У Амелии упало сердце. В голосе Томаса не было теплоты; он ни словом не намекнул на то, что любит ее. В мгновение ока она превратилась в объект долга, а не свободного выбора. Девушка плотно сжала губы и выпрямилась, гордо вскинув голову.

– Я желала бы немедленно уехать отсюда.

Подальше от этих осуждающих взглядов. Подальше от него.

Прощание прошло без улыбок и любезностей. Молча садясь в экипаж, который должен был доставить ее в Хантли-хаус, Амелия почувствовала, как ее охватывает глубокая печаль. Это ощущение было близко к тому, что испытывает приговоренный к казни.


– О чем, интересно, ты думал? – спросила мать у Томаса, когда они вернулись домой и вошли в гостиную.

Всю дорогу из парка они хранили молчание.

Герцог растерянно пригладил волосы.

– Я совершил ошибку, матушка.

– Ну, это очевидно.

Он опустился на диван, и через минуту его мать села рядом.

– Ты видел, какое лицо было у леди Амелии? Как у загнанного зверька.

– Это я во всем виноват. – Чувство раскаяния так давило на Томаса, что ему даже дышать удавалось с трудом. – Она слышала сплетни о том, что у меня была возлюбленная – вот я и решил ее разубедить. Хотел, чтобы она поняла: я вовсе не терзаюсь из-за погибшей любви. Просто… – Он провел рукой по лицу и тяжело вздохнул. – Ладно, теперь это не важно. Мы оба загнаны в угол, и наше будущее отравлено сомнениями. Амелия до конца дней будет сомневаться, не женился ли я на ней только потому, что у меня не было другого выхода.

– А для этого есть основания?

Томас твердо посмотрел в глаза матери.

– Конечно, нет. Я бы все равно женился на ней рано или поздно, и на то имеется множество причин. Ты же знаешь.

– Тогда прими мой совет: скажи ей об этом четко и ясно. – Мать поднялась и направилась к двери. – Я пойду отдыхать, но хочу, чтобы ты знал: мне кажется, что в конце концов все уладится. Особенно если ты дашь себе труд поразмыслить над тем, как глубоки и искренни твои чувства к этой девушке.

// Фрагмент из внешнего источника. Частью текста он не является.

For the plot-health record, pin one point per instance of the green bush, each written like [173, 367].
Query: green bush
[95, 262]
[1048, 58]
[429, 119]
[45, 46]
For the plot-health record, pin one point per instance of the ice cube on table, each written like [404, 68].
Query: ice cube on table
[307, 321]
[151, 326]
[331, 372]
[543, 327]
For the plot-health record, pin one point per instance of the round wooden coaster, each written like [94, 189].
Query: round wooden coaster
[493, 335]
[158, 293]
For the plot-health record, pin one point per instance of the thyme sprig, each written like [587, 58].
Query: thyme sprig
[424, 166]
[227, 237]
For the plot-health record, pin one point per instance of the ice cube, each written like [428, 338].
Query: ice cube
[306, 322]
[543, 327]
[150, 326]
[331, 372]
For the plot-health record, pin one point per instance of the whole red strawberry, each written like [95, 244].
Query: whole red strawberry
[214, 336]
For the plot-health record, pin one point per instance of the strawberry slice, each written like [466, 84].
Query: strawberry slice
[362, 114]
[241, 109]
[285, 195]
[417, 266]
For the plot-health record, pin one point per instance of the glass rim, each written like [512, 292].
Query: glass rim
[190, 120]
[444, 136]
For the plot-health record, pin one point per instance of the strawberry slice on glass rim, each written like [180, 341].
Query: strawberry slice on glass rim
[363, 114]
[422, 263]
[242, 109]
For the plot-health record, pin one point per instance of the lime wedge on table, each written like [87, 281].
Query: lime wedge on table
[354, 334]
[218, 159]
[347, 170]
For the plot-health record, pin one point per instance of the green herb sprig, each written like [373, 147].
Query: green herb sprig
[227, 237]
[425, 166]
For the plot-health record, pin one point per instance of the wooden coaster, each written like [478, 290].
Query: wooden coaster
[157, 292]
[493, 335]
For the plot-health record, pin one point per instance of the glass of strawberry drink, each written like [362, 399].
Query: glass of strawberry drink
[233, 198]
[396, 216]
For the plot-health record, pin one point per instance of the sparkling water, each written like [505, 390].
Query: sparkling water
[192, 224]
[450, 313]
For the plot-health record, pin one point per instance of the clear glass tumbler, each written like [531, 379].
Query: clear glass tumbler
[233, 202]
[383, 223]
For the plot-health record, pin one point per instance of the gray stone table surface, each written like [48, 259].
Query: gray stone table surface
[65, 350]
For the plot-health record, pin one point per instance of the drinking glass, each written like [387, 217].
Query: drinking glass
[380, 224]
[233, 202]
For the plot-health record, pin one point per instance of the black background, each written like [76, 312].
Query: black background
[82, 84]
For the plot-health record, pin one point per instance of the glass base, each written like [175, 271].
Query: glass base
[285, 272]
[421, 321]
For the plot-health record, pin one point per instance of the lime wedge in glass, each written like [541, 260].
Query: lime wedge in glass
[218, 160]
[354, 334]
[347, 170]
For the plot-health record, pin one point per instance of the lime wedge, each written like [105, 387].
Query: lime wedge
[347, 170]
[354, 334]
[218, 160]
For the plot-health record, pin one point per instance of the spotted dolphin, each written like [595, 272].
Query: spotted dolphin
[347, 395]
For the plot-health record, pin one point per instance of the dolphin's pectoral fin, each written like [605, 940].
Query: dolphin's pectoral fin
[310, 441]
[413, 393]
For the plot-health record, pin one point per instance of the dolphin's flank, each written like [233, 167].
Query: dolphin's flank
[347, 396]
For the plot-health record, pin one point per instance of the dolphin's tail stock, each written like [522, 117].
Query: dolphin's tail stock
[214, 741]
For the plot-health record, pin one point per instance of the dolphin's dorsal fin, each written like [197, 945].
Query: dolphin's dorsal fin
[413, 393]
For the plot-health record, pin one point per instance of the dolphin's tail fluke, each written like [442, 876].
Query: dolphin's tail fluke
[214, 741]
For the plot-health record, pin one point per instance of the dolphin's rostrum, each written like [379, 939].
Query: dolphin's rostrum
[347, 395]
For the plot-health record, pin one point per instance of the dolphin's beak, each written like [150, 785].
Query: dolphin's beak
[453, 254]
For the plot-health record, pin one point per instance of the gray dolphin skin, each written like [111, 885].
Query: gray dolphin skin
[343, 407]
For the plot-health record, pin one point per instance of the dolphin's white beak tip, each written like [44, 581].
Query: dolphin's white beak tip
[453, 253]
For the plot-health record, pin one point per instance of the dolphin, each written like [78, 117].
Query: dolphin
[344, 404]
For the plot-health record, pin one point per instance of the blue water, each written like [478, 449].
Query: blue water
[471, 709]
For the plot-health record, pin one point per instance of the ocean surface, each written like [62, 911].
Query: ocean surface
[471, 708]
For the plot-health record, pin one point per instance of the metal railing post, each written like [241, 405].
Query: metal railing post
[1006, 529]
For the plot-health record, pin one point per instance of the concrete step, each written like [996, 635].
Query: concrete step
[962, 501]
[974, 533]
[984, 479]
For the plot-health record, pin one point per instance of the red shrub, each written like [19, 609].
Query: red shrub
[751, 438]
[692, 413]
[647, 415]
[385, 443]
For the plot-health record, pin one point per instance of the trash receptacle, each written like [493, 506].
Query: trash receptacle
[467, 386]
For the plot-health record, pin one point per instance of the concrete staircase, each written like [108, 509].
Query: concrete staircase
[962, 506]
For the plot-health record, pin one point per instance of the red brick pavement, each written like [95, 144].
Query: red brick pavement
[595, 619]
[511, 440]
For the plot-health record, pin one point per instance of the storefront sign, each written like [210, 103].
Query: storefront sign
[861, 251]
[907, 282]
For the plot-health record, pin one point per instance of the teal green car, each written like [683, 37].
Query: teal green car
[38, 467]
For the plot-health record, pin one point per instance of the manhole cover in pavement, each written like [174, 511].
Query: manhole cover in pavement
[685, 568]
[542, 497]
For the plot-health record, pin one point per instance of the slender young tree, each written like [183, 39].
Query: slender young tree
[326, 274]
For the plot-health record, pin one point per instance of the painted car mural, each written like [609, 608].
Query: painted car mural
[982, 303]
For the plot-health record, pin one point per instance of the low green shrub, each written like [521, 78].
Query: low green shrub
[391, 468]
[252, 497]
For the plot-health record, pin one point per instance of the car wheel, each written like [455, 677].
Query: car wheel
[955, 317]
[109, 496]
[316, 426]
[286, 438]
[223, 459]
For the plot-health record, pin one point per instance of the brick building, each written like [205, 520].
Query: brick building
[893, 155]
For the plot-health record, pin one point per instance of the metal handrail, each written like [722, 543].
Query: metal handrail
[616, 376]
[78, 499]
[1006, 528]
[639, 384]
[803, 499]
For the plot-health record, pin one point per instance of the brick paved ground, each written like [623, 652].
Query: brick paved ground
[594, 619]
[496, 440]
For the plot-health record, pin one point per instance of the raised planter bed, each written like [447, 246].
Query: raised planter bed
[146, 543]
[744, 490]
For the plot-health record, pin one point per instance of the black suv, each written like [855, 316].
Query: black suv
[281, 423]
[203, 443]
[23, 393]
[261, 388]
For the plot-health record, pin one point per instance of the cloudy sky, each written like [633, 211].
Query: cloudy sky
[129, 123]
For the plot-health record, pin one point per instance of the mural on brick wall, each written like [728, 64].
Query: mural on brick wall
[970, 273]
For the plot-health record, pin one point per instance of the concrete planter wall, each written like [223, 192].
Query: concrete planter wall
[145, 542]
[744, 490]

И каковы же его чувства? Этот вопрос не давал Томасу покоя еще долгое время после того, как герцогиня ушла к себе. Вне всякого сомнения, Амелия ему нравилась. Очень нравилась. Для начала это уже неплохо. Он получал огромное удовольствие, когда целовал ее. Оставаясь наедине друг с другом, они оба испытывали сильное возбуждение, в этом не было никаких сомнений. И еще Томаса глубоко тронуло то, как участливо Амелия отнеслась к Джереми, а ведь надо учитывать и то, что его рождение для всех покрыто мраком. Из нее получится отличная мать, и уж эту тайну она свято сохранит – это подсказывала герцогу интуиция. Но вот есть ли в его душе более глубокие чувства, привязанность, которая способна перевесить доводы разума? Такой уверенности у Томаса не было.